WASHINGTON — Borrowing by U.S. consumers grew at a faster-than-expected pace in July as auto and other personal loans surged, offsetting a drop in credit card debt, Federal Reserve System figures showed Tuesday.
Borrowing rose by $5.3 billion for the month to $1.27 trillion, after rising a revised $8.8 billion during June. Previously, the Fed said June borrowing increased $6.7 billion. Analysts had expected an increase of $3 billion for July.
Economists watch the Fed's consumer credit statistics because it helps them gauge changes in consumer spending, which accounts for two-thirds of the overall economic activity.

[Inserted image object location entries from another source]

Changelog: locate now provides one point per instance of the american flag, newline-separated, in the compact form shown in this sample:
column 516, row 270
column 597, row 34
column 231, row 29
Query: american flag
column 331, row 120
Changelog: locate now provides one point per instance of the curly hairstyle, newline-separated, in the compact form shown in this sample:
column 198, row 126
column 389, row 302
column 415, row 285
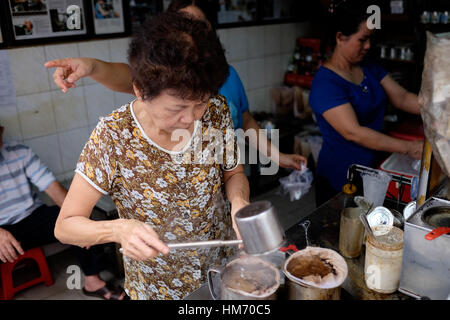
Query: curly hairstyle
column 181, row 55
column 208, row 7
column 346, row 16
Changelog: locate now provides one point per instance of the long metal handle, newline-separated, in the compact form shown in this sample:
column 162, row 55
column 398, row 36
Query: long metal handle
column 199, row 244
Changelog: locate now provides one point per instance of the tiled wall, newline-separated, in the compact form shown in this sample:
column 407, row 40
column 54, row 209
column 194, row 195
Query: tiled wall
column 57, row 125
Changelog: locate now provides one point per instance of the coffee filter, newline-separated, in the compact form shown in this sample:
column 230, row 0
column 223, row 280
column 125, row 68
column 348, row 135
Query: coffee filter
column 301, row 262
column 251, row 276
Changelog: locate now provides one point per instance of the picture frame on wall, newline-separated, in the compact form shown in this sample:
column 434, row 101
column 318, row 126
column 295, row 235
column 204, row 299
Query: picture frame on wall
column 141, row 9
column 38, row 21
column 109, row 17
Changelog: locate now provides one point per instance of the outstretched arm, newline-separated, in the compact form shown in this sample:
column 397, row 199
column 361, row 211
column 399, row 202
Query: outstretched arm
column 113, row 75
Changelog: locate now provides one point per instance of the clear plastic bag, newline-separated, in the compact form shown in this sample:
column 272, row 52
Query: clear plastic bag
column 435, row 95
column 297, row 184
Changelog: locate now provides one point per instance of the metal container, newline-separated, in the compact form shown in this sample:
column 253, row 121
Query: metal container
column 260, row 228
column 351, row 233
column 383, row 261
column 380, row 216
column 426, row 263
column 303, row 289
column 245, row 278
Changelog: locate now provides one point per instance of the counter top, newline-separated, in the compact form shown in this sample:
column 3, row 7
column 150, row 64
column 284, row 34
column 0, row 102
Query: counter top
column 323, row 231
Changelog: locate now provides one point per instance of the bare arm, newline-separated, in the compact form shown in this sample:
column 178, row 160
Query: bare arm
column 113, row 75
column 56, row 192
column 400, row 97
column 73, row 226
column 238, row 191
column 343, row 120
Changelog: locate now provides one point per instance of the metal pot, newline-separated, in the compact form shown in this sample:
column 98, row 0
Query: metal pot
column 260, row 228
column 245, row 278
column 301, row 287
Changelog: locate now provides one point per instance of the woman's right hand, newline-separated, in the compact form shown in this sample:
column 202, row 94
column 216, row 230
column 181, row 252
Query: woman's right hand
column 415, row 149
column 70, row 70
column 139, row 241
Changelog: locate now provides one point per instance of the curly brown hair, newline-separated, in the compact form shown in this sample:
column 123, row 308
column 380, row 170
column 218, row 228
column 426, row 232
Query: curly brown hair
column 183, row 56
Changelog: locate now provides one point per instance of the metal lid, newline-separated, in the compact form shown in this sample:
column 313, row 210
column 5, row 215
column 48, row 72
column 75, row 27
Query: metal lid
column 380, row 216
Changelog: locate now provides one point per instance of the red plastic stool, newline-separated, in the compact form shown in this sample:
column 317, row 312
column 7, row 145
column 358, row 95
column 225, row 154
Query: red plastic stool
column 6, row 269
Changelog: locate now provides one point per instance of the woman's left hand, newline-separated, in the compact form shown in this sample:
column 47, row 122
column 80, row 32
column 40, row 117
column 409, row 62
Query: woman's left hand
column 292, row 161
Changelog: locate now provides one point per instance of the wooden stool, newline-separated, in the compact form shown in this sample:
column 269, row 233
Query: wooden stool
column 6, row 269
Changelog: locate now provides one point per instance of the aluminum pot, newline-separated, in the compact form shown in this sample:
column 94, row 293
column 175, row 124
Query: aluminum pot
column 301, row 287
column 260, row 228
column 245, row 278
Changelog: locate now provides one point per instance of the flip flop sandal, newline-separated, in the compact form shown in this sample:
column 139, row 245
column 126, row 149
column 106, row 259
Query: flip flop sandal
column 114, row 291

Revolving loans, which include credit card borrowing, fell $2.1 billion in July, after rising $4.2 billion in June.
Auto loans rose $3.5 billion, after increasing $2.9 billion. Other types of installment loans increased $4 billion, after rising $1.6 billion.
The pace of consumer credit was rising at a 5% annual rate during July, the Fed said. That's down from the 8.4% pace of borrowing in June.
Growth in consumer credit is slower than just a couple of years ago for a variety of reasons, analysts said. An abundance of jobs, rising incomes and low interest rates have allowed many consumers to pay cash for purchases and to refinance and consolidate existing debt.
Banks, thrifts, retail chains and other lenders have been less aggressive in extending credit to consumers after a surge in credit card delinquencies and bankruptcies.
The number of businesses and individuals filing for bankruptcy in U.S. federal courts hit a record level during the last 12 months, according to a report released last month from the Administrative Office of the U.S. Courts.
Since June 30, 1997, 1.43 million individuals and businesses filed for bankruptcy, compared with 1.32 million during the same period the year before, an increase of 8.5%, according to the court. Personal filings rose the most, jumping 9.2% to 1.38 million from 1.26 million. Business filings dropped 7% to about 50,000, from about 54,000.